Lisa Collier has been promoted to president of Levi Strauss & Co.’s Dockers brand and executive vice president of the company in a realignment of executive duties at the San Francisco-based apparel giant.
As Dockers’ leader, Collier succeeds Seth Ellison, who has been promoted to president of Europe. Collier’s previous experience at the company includes work on both the Dockers and Levi’s brands.
Anne Rohosy, most recently president of commercial operations for Europe and the Americas, becomes president of the Americas, adding responsibility for retail for all brands in the region. Roy Bagattini remains president of Asia-Pacific and adds oversight of the Middle East and Africa, effective with the start of Levi’s next fiscal year on Nov. 25.
In the second quarter ended May 26, when Levi’s reported revenues of $1.1 billion, the Americas accounted for 60.6 percent of sales, or $666 million, while Europe and Asia-Pacific generated 23 percent and 16.4 percent, respectively, or $253 million and $180 million.

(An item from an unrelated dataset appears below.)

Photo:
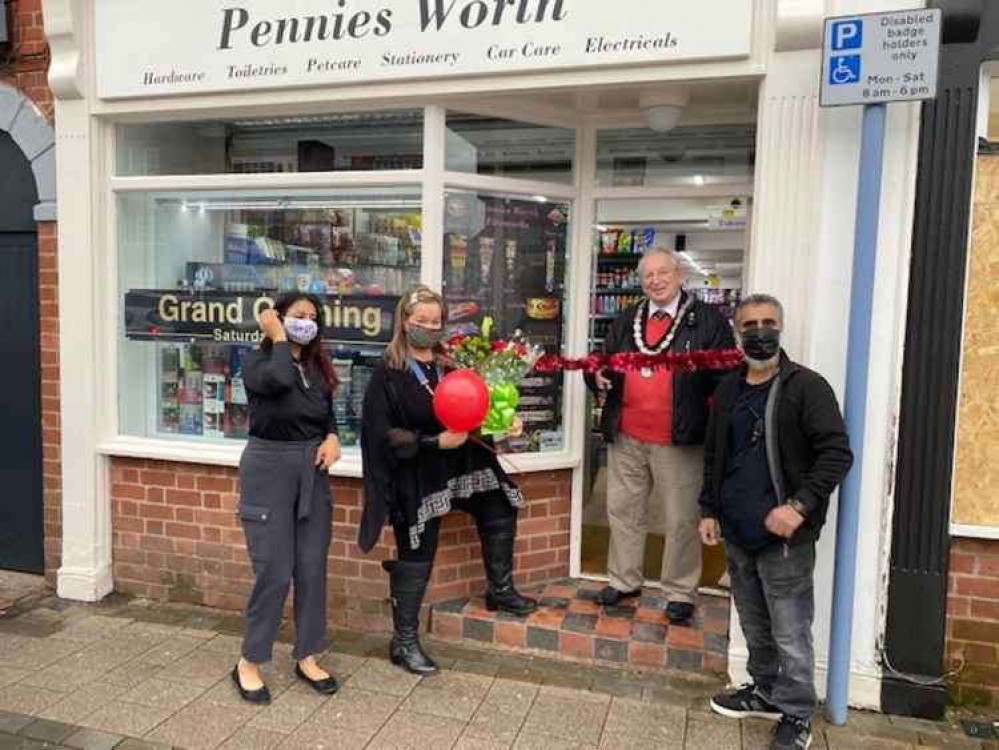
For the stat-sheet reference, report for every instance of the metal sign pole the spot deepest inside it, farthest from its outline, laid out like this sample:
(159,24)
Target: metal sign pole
(865,245)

The Middle East and Africa have been reported as part of Europe but beginning next year will be consolidated into Asia-Pacific’s results.
Ellison, Rohosy and Bagattini continue as executive vice presidents of the firm.
Collier was most recently senior vice president of product development for Levi’s supply chain and previously led merchandising and licensing for the Dockers brand and worked in product development for the Levi’s brand.
“I have been impressed with Lisa’s passion for the Dockers brand and her ability to make things happen,” said Chip Bergh, president and chief executive officer of Levi’s.
Once a more than $1 billion business in its own right, Dockers’ volume has contracted in recent years and generated 12 percent of corporate revenues of $4.61 billion in 2012, or about $550 million. Bergh has said he wants the brand to reclaim its previous peak volume level of about $1.2 billion.
Bergh took note of significant progress with Dockers when the company reported improved second-quarter earnings and sales on July 9, including the brand’s men’s bottoms business in the U.S. Signature Khakis under the brand were “rocking,” he said, and Alpha Khaki was beginning to create a younger audience for the brand.
“We had some cleanup to do when I got here [in September 2011] and we did that,” he told WWD. “And it cost us a bit — we took a step back to take two steps forward.
“We had to bring the old customer back,” he said. “That was first and foremost. Now we’re beginning to build the base. We’re still far away from our $1 billion goal but we’re moving in the right direction.”
He pointed out that Dockers remained “fundamentally a U.S. business” and that it had yet to undergo significant development in the area of direct-to-consumer selling, with most of its stores in the outlet, rather than full-price, format. It has recently benefited from expanded space in J.C. Penney stores, Bergh said.
“We’ve got a five-year glide path in mind for Dockers,” he said.
Levi’s also said that Kelly McGinnis, most recently vice president of global communications for Dell Inc., will join the company on Aug. 5 as chief communications officer. Amber McCasland, who’s filled that role on an interim basis for the past seven months, will resume her role as senior director of corporate affairs upon McGinnis’ arrival.
Collier and McGinnis will report to Bergh, as Ellison, Rohosy and Bagattini continue to do. James Curleigh continues as president of the Levi’s brand, also reporting to Bergh.
The company said earlier this week that Spencer Fleischer, president and cofounder of the private equity firm Friedman Fleischer & Lowe LLC, had been elected a director of Levi’s, expanding the size of the board to 11. He will serve on the audit and finance committees of the board.